By Amy Shutt (written in December 2016)
I’ve never lived a conventional life. Things don’t happen to me in the same way or order they do for most people I know. I didn’t go to college right out of high school and graduate in four years with a degree that would guarantee me a job with benefits and a 401K. The route I chose took me 10 years before I was able to graduate college. I attended three universities and went through three majors before staying put in Philosophy. I had basically given up photography when I switched my major from it to Philosophy. Going to school for photo had unfortunately caused an aversion to the craft.
I worked and went to school mostly part-time, but pushed through full-time the past two years. During all this I was also raising my daughter on my own and had been since I was 21 years old . I worked 14 hour days on my online retail business and it was doing fairly well.
In the spring of 2007 I was running my business from home and it was doing well enough that I eventually needed more space. After many years of living in a tiny garage apartment I finally had the means to move into a real house. It was still a rental but this was a real house on a lake near the university, and perhaps one of the most picturesque neighborhoods in this city.
I chose the house because it was built in the late 1930s and there were heirloom bulbs in the messy cottage garden. I recognized the gladiolus flowers were a variety from the 1940s and the walking irises were just as old, probably passed along from a neighbor. I also chose the house because I could look out the kitchen window and see cormorants, herons and egrets on the lake through early blooming camellias that dotted the long rolling back yard. I’d always lived near water and I was excited to continue the trend for my daughter. Waterways, ponds, and lakes in Louisiana mean birds, turtles, and other fantastic critters-the kinds of things that just feel like home to me.
We had been living in the new house a month so far so we were still busy settling in and unpacking. One gorgeous Louisiana spring afternoon as we headed home, I drove into our neighborhood and as I turned the corner only a block from our house my daughter pointed and yelled, “Mom, I just saw a fox!”. I instantly slammed on the breaks and looked back; she was right. There to my left sitting in the drainage ditch between the street and the sidewalk was an adult fox. Her copper fur shown like tiny blazes of fire in the late afternoon light as it filtered through the Live Oak tree canopy above. I backed my car up slowly and stopped when we were eye to eye with her. She just stared at us; she didn’t budge. To this day I think she was the tamest, or boldest, fox I’ve ever come across.
I was locking eyes with something that looked and felt so much like a domestic dog, until I noticed her thin vertically oriented pupils. They were more cat-like than canid. At that moment I didn’t know why her pupils were shaped like that, but I saw the wildness of that animal in a way I’ve never seen it in an animal before or since. I couldn’t look away; I was completely transfixed.

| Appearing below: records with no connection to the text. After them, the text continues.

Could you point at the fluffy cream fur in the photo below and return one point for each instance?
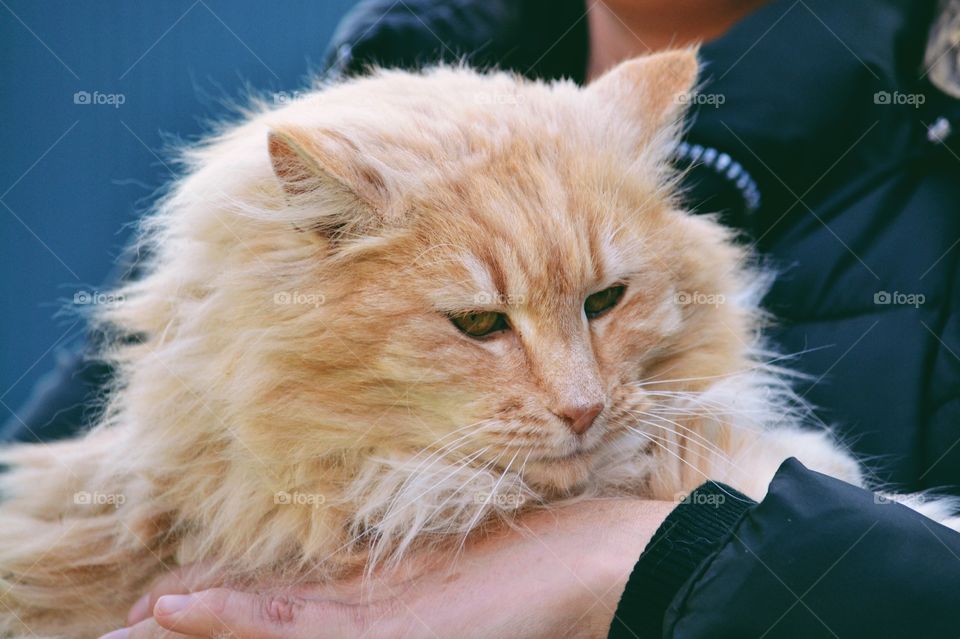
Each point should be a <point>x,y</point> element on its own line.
<point>292,397</point>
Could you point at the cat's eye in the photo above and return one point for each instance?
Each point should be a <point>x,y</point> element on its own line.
<point>480,323</point>
<point>602,301</point>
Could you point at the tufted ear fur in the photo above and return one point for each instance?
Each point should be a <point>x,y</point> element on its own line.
<point>650,89</point>
<point>325,171</point>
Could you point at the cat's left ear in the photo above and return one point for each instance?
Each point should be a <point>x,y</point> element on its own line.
<point>650,89</point>
<point>349,191</point>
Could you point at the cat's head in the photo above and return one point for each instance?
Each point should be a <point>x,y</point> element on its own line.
<point>480,265</point>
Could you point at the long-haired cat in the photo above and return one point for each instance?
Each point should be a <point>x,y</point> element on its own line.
<point>391,312</point>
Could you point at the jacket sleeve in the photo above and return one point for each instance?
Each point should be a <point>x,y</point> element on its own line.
<point>816,558</point>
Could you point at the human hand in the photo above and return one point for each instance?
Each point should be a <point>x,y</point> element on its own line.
<point>560,575</point>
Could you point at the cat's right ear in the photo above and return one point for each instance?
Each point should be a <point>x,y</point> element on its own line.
<point>650,89</point>
<point>324,169</point>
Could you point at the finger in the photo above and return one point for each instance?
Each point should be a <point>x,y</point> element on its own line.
<point>242,615</point>
<point>148,629</point>
<point>181,581</point>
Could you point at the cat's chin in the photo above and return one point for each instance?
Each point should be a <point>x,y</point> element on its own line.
<point>560,475</point>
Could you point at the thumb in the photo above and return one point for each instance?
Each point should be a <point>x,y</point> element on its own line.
<point>220,612</point>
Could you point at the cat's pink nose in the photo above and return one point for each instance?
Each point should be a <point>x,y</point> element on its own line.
<point>580,416</point>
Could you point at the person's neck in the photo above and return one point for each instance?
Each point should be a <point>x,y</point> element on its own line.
<point>622,29</point>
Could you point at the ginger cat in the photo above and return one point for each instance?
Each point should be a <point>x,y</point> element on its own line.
<point>388,313</point>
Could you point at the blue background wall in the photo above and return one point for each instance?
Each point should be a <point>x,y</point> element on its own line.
<point>73,176</point>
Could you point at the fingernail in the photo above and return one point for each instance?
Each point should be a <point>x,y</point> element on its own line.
<point>170,604</point>
<point>139,610</point>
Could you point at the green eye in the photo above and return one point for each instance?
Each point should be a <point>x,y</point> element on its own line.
<point>601,302</point>
<point>480,323</point>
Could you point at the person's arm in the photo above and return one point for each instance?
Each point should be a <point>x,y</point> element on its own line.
<point>559,573</point>
<point>816,558</point>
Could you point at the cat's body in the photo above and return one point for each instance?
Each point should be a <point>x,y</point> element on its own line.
<point>297,399</point>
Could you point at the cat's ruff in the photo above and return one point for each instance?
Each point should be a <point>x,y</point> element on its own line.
<point>292,395</point>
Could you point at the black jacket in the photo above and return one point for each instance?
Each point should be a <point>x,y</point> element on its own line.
<point>820,144</point>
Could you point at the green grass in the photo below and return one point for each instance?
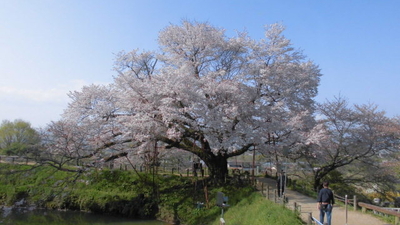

Later I would learn that the shape of the fox’s pupil and the degree to which they can close down or open them is what allows them to see in dim light; its an important feature since they are largely nocturnal. Not only that, vertically oriented pupils help predators who hunt ambush style, those who hide until they attack their prey from a close distance. The pupil shape allows them to judge distance without moving their head, which for an ambush predator is vital to avoid detection from their prey. We stared each other down for a few more seconds before she very calmly disappeared into the drainage pipe.
I quickly drove home to grab my camera. All my film cameras were boxed away so all I kept around was a point and shoot that could fit in a coat pocket. Armed with my tiny camera, I pulled the car up next to the drainage pipe and out popped the adult fox. And then to our surprise out popped a fox kit too! The kit was just as bold as the mom and she looked at us curiously, sniffing the air. We watched them for a couple of minutes then they disappeared into the pipe. I took three snapshots that day.